Necati Cumali'yle ilk tanışıklığımız. Kendisini "Susuz Yaz" filminden elbette tanırdım ama bunun bir hikayeden alıntı okuduğunu bilmiyordum ne yalan söyleyeyim. Inşallah filmini de izleyeceğim.
Zamanın bir kıskaç rolü üstlendiği bu devrin insanı olarak bundan 20 25 yıl öncesi bile bizim nesil için uçuk yıllar, hikayeler ise hep 40 yıl öncesine veya sonrasına dayanıyor. Büyük sıkıntılar ve köy hayatı.

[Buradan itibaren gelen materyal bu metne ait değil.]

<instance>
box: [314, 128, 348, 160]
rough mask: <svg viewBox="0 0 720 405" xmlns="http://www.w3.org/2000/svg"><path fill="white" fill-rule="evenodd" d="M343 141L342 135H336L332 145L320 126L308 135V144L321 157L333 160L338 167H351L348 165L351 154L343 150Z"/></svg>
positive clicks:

İzmir hikayelerin ortak yanı, Seferihisar ve Urla sık sık duyduğum yerler arasında.
Yalıkahve'nin çınar dibindeki kahve de bir batak atmak istemiyor değil insanın canı.
İlk Hikaye, bir suyun kıymeti ve ihanetin bedeli.

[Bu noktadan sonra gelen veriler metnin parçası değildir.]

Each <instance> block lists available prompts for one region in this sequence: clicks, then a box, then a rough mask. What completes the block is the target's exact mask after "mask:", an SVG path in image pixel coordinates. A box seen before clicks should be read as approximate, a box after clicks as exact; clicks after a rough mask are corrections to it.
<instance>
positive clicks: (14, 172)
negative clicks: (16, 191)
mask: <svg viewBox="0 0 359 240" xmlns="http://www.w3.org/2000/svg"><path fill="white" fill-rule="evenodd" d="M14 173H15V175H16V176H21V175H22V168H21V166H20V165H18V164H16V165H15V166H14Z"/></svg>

Gülsüm Kıza Ağıt tam da bugünün problemi, büyük bir toplumsal sorunun ilk adımları değil zaten son adımları da olması hiç.

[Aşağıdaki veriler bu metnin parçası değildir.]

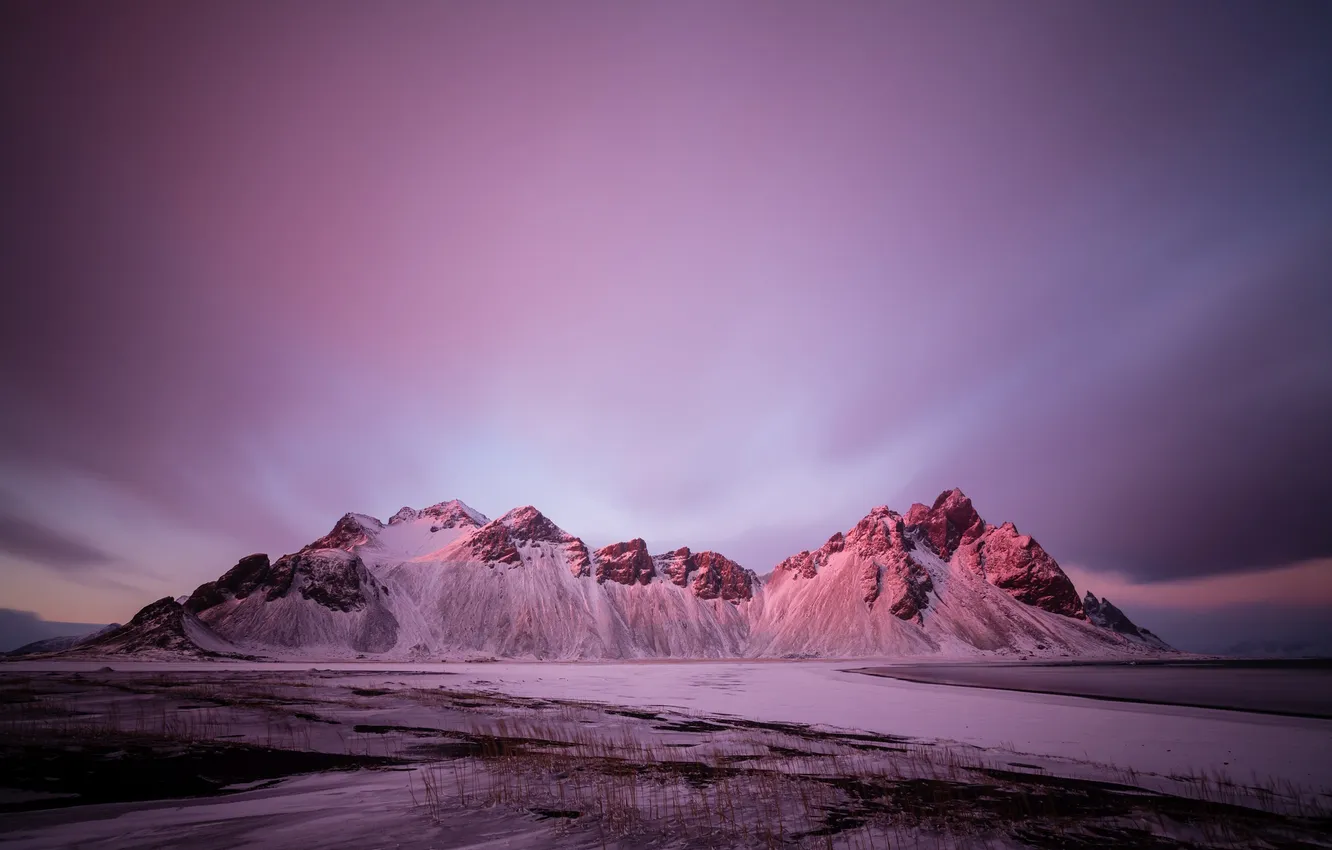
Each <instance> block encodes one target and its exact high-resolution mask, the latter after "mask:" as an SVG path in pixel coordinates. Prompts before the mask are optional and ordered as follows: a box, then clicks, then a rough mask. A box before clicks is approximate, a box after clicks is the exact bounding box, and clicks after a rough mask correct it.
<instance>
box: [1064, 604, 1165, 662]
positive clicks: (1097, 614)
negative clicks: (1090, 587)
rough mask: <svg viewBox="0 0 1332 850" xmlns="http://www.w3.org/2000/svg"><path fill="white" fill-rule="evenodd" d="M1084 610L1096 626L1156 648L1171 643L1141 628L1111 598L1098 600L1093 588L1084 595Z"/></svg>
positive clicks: (1157, 648)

Selim'i Anarım hikayesi çok naif, çok derinden. Biraz Gülü Yetiştiren Adam var sanki gizliden içinde.
Dili olarak yansıttığı kareler köy havasının içerisinde alıp sürükledi bizi. Bazen cinayet işlerken, bazen devenin sırtında bazen sevgilisini kaybetmiş Esma gibi seyrettik tüm olan bitenleri.
Kalemine sağlık Necati Cumali, rahmet olsun. Yeni şeyleri ekledik sayende heybemize.